Oversold, Undervalued Bonds Highlight This ETF

Holdings include Ford Motor (F), Kraft Heinz (KHC), Deutsche Bank (DB) and Royal Caribbean Group (RCL).

“The ETF is systematically buying these oversold, undervalued bonds. So, it’s buying low, at the right time,” said Pike. “It will hold these bonds until they are promoted back to the investment grade universe. That’s called a rising star.”

The $5.2 billion fund yields 3%, is up 6.4% YTD and charges an annual fee of 0.35% to hold the ETF.

To provide investors with large-cap equity exposure and a potential to outperform the benchmarks, one of Pike’s best ETF recommendations is Schwab U.S. Large-Cap (SCHX).

“An investor in U.S. large-cap stocks has to face the reality that it’s extremely hard to outperform the benchmark, whether it’s the S&P 500 or the Russell 1000,” he said. “If it’s large cap, it’s an extremely efficient market.”

Large-Cap Exposure Helps This Growth Stock Fund Excel

Pike noted that the latest SPIVA study, which tracks the performance of actively managed funds vs. their benchmarks, found that 94% of active fund managers over the last 20 years failed to beat their index.

By comparison, $32.6 billion SCHX has outperformed the S&P 500 in the last one, three, five and 10-year periods ending June 30. The fund charges an annual fee of just 0.03%.

“It’s an exceptionally well designed, ultra-low-cost way to get exposure to the 750 largest stocks in the Dow Jones U.S. Large-Cap Total Stock Market Index,” he explained. “So, this is the secret sauce of this ETF.”

The advantage of the fund is that it’s rules based. The S&P 500, which most managers measure their large-cap performance against, is not rules based. As a result, some stocks get added late, such as was the case with Amazon (AMZN), Pike said. The fund is up more than 19% YTD.

The third ETF, SPDR S&P Kensho New Economies Composite (KOMP), provides exposure to the most innovative companies of the new economy of the 21st century. The growth stock fund uses artificial intelligence and a quantitative weighting to select disruptive firms in the fields of processing power, AI, robotics and automation.

This Best ETF Focuses On Innovative Stocks

“It’s a newer ETF, so it does not have three years of history, but the history it does have is exceptionally strong,” said Pike. “This ETF is a way for investors to get exposure to the innovation and change that’s happening in the economy.”

He explained that Kensho is a pioneer in AI and algorithmic data scraping. “What they have done with this composite index is they have recast the traditional GICS (Global Industry Classification Standard) — the sectors everybody knows — into 22 themes for the new economy.” Those include self-driving vehicles, clean energy, nanotechnology, cybersecurity and intelligent infrastructure.

“It adds a powerful element, which is actually very forward looking.
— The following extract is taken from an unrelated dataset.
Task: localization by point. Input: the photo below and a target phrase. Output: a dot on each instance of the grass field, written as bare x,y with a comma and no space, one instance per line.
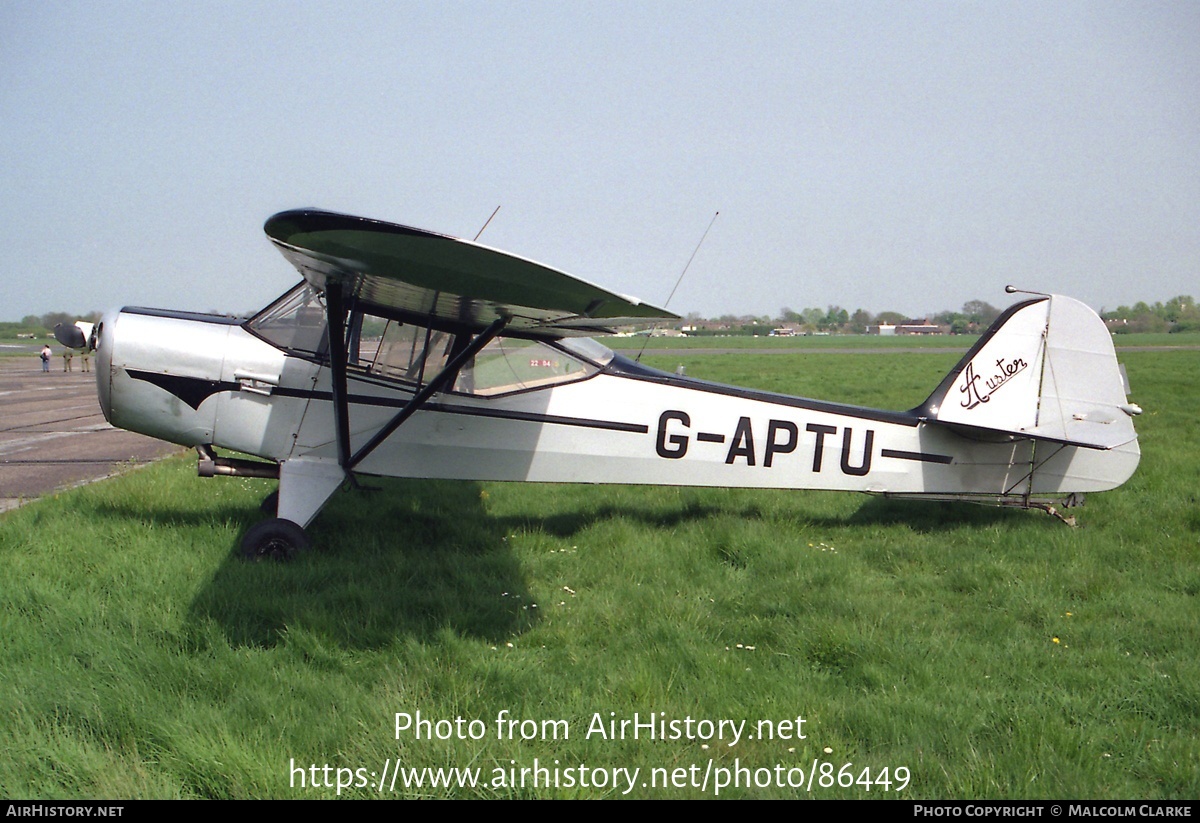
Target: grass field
964,652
It actually anticipates companies that are driving the new economy,” he said. “For instance, the Kensho index started buying Nvidia (NVDA) several years ago when people thought it was a video game chip company. But they actually have all the chips for the Tesla (TSLA) cars now.”

The $2 billion fund is up 7.4% YTD and charges an annual fee of 0.2%. The fund holds about 77% in U.S. stocks and 23% in international equities.

“This index is a way for investors to actually game the whole ecosystem,” pointed out Pike. “That’s really important. When you buy KOMP, you’re buying the entire new economy ecosystem.”